Il mondo è bello perché è vario.
E anche perché, spesso, la gente si convince da sola dei propri vaniloqui.
Prima di tutto, scelgono una parte per la quale provano una vaga, superficiale simpatia o un venale interesse (ma non mancano i virtuosi capaci di far coincidere alla perfezione e proficuamente le due cose) e poi, motu proprio, si ascrivono a vita a quella fazione, con buona pace di coerenze, pregressi, competenze e argomenti: arciconvinti di essere quel qualcosa, insomma, si autoproclamano. E lo fanno esibendo sempre il massimo esteriore fanatismo, la massima animosità e zelo, finché la morte non li separa dalla vita.
Il panorama e vastissimo: ambientalisti, progressisti, conservatori, reazionari, di destra, di sinistra, femministi, maschilisti, pacifisti. Ce n’è per tutti i gusti. Vanno pazzi per marce, fiaccolate, volantinaggi e conformismo partigiano. Dubbi espliciti? Mai.
La coerenza? Un optional. La doppia morale? Sempre e comunque.
Quindi scatta la fase accessoria. Quella in cui, in base alla categoria a cui si sono autoiscritti, cominciano ad attribuire controetichette agli altri, stabilendo loro, secondo convenienza e a priori, chi è cattivo, fascista, comunista, zoccola, imbecille, cementificatore, razzista e guerrafondaio.

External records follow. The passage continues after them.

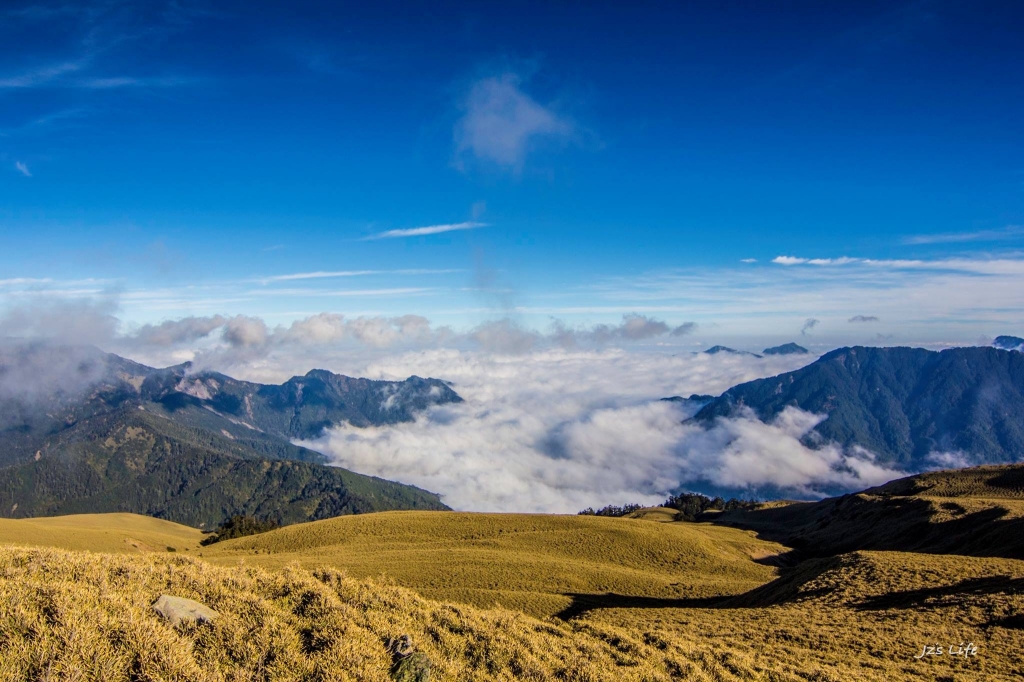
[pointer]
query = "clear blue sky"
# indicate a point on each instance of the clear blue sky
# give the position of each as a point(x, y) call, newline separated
point(600, 159)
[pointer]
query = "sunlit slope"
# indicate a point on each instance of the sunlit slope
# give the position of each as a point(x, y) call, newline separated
point(100, 533)
point(78, 615)
point(990, 482)
point(529, 562)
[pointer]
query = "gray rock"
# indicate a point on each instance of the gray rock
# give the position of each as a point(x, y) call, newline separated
point(414, 668)
point(179, 609)
point(409, 665)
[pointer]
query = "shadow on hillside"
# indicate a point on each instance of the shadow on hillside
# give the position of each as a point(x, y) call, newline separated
point(584, 603)
point(785, 588)
point(791, 588)
point(946, 595)
point(856, 522)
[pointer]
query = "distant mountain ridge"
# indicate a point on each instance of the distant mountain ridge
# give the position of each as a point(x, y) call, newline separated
point(785, 349)
point(904, 405)
point(1009, 342)
point(111, 434)
point(715, 350)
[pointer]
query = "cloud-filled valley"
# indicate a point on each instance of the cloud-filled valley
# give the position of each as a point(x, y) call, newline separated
point(558, 430)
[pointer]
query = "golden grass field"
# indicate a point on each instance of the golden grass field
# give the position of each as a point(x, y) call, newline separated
point(524, 561)
point(582, 598)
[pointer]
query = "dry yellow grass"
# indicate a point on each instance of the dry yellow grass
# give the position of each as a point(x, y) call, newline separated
point(100, 533)
point(530, 562)
point(637, 600)
point(79, 615)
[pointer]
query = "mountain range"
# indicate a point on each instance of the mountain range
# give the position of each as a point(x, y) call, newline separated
point(86, 431)
point(910, 407)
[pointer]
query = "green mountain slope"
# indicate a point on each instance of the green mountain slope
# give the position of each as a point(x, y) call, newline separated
point(134, 461)
point(904, 405)
point(85, 431)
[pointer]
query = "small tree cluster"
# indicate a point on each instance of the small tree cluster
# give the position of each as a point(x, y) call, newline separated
point(239, 526)
point(610, 510)
point(688, 506)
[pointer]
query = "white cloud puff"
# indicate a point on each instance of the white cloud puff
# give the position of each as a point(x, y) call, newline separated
point(558, 430)
point(502, 123)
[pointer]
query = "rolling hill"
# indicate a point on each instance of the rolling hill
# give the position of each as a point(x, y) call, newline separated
point(909, 407)
point(641, 598)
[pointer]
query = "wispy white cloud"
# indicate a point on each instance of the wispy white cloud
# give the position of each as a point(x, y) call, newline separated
point(502, 124)
point(1008, 232)
point(398, 291)
point(793, 260)
point(315, 275)
point(42, 75)
point(325, 274)
point(429, 229)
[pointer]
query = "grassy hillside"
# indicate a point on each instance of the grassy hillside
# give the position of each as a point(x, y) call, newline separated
point(529, 562)
point(981, 515)
point(100, 533)
point(1006, 482)
point(857, 616)
point(641, 598)
point(68, 615)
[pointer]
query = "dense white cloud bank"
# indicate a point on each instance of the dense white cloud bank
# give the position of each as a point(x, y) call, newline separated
point(559, 430)
point(553, 421)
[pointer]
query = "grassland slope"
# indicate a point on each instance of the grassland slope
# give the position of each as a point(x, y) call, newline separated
point(530, 562)
point(972, 512)
point(100, 533)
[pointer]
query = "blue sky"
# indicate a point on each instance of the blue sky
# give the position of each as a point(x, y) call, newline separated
point(743, 166)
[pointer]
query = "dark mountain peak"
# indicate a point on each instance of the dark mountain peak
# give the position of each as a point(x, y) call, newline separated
point(904, 405)
point(714, 350)
point(1009, 343)
point(786, 349)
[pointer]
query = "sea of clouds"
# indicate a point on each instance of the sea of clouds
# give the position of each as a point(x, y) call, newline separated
point(551, 422)
point(558, 430)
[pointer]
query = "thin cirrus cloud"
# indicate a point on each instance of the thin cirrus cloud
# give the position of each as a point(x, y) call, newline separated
point(423, 231)
point(1008, 232)
point(70, 75)
point(401, 291)
point(325, 274)
point(41, 75)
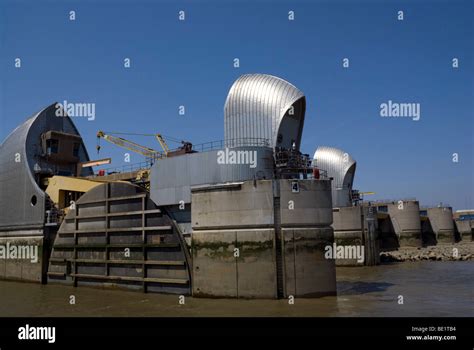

Maestri del distinguo e dietrologi da bigino, prendono fittonate non supportate da alcuna conoscenza, tranne quando provenga dal web, dalla loro propaganda o dal sentito dire.
Strabici per vocazione, teorici finissimi d’ogni cosa, ma senza pratica alcuna e ignoranti per volontà del destino, sono fenomeni solo a rompere le scatole a chi lavora. Con un’aggravante: hanno masse di imbecilli che li incoraggiano e li assecondano, quindi non si trovano mai da soli.
Dittatura del cretinariato.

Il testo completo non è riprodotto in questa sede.